After a few rides in this bit I am so mad at myself for going so many years without using this tool to help him learn the basics. I am convinced that the action of the shank/chain is a much more efficient way to communicate with him. I am riding 90% off the snaffle with the second rien looped and simply preform the tiniest half halt on my outside rien (a flick of a finger) when he gets braced and rushed. The overall effect on his month must be so much more pleasent than in the snaffle - before I had to do big half halts and constant half halts - now I keep him forward and through his back entirely with my leg with just a tiny remider here and there with that outside rien. His trot is freerer, his stride is longer, he is stretching long and low. He is able to canter and return to trot work without going insane and trying to canter every three strides. By the end of the workout I work entirely off the snaffle and am able to be extreamly light in my aids. This horse is not a "jerk" "bully" or "A**hole" like so many trainers and friends have called him after a ride. I think that he just didn't understand the ques of the snaffle the way 90% of horses seem to. 

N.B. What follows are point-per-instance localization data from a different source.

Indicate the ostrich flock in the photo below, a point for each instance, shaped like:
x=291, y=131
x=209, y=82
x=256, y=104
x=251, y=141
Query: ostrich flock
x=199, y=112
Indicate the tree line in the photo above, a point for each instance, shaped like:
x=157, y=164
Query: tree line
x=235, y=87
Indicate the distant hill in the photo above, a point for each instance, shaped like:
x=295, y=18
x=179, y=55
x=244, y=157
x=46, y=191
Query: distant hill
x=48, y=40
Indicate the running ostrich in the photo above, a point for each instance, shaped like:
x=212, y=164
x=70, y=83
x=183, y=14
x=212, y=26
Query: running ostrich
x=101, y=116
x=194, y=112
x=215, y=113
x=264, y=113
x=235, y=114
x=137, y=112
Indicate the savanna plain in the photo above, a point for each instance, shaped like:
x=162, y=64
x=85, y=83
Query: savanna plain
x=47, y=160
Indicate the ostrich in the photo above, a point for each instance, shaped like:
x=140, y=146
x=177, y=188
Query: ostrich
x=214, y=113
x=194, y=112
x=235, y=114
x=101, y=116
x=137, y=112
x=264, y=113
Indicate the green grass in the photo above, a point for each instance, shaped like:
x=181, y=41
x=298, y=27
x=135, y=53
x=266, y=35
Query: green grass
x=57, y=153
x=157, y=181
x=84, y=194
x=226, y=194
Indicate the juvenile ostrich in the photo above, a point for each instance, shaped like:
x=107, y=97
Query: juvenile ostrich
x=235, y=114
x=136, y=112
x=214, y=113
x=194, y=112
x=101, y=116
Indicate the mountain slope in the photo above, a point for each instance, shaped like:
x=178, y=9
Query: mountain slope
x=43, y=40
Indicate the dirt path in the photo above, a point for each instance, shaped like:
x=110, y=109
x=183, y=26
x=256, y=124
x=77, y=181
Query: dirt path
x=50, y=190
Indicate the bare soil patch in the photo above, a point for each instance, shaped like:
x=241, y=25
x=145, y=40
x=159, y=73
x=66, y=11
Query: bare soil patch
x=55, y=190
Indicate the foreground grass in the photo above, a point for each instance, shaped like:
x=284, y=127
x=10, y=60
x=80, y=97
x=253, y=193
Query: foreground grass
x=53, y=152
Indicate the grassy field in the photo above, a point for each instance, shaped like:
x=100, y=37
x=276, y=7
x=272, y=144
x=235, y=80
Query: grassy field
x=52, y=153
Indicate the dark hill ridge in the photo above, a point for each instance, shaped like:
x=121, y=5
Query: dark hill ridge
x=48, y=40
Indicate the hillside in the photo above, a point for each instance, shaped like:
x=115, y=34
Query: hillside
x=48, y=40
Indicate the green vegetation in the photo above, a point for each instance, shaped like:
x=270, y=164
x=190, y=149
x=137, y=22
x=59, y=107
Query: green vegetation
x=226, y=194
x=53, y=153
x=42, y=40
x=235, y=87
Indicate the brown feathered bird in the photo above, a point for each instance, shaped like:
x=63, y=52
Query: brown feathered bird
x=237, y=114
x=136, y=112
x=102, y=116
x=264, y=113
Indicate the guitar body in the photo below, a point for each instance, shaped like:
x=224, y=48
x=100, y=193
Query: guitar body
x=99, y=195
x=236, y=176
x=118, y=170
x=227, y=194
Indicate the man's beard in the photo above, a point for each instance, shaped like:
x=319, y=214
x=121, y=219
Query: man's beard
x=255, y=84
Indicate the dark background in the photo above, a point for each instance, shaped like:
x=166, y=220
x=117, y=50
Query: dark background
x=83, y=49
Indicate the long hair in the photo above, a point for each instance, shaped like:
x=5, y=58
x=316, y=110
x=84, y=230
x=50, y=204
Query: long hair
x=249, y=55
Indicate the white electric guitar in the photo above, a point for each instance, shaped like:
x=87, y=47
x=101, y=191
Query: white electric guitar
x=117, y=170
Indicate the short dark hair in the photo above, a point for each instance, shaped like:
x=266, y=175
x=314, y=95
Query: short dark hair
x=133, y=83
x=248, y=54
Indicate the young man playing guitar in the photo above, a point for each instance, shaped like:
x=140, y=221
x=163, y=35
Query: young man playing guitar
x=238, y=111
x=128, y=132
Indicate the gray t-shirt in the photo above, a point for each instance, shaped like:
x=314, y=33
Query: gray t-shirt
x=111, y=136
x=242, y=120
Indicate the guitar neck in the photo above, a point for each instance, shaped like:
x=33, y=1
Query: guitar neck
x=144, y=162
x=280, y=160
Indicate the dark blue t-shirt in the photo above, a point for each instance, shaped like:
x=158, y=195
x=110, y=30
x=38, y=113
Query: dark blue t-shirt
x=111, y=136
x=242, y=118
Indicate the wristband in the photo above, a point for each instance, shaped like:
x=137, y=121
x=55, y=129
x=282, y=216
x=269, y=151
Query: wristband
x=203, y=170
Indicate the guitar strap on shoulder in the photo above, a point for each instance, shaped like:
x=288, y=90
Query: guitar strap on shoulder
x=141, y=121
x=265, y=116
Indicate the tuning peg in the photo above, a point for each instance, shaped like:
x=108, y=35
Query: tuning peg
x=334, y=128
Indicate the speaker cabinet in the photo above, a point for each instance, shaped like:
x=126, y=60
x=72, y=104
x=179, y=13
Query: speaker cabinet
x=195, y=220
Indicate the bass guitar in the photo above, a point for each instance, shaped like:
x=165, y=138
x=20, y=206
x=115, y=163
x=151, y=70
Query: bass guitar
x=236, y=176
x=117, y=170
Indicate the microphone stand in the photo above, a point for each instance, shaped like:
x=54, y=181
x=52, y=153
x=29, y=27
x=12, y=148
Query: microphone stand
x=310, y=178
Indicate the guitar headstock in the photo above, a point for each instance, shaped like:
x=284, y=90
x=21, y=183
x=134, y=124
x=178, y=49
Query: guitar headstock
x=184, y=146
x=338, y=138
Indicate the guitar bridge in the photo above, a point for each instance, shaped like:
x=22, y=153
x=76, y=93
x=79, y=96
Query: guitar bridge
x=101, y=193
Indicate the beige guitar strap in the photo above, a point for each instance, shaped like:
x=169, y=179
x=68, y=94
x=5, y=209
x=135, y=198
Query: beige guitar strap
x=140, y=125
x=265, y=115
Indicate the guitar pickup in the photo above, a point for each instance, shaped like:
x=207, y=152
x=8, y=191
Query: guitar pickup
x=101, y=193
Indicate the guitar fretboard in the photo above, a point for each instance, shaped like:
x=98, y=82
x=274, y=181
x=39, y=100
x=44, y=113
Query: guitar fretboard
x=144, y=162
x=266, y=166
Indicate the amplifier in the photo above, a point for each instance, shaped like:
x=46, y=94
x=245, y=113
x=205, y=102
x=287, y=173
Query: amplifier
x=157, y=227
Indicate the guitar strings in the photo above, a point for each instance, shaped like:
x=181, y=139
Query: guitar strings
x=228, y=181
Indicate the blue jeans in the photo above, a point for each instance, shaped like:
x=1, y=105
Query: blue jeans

Anyway I am thrilled. I think I will be able to go back to the french link once he understands that all he needs to do is maintain a swinging trot with rythum and regularity. I am hopful that eventually I can just "tune him up" here and there with the Pelham and that the lessee will have no problem in the french link or loose ring snaffle. 

I learn from my hroses every single day and from this experiance I have re-learned that not all of them think/feel/understand in the same way and that in some (rare?) cases, using "harsher" tools, provided you are a competent rider, can actually allow for better understanding and be gentler in the long run. I know this is a concept all horse-people are well aware of but it is always nice to see theory translate to reality.

Our rides are much shorter now (no fights to win) but way more productive. We have started on cavelettis for fun and may do some jumping down the road. He's a happy guy, munching on the bit and glued to my side when I dismont -and I am (for maybe the first time?) truely enjoying our work togehter. 

Sorry this doesn't totally address many of the posts you all so graciously left. I have not yet tried a waterford or a happy mouth or the Baucher - but I have learned a lot looking them up and as I have been transistioning from dressage to jumping I suspect I will encouter these bits more and more. I also know the Pelham is not dressage-legal but I think it will really just be a training tool and not an everyday bit for him in the long run.


----------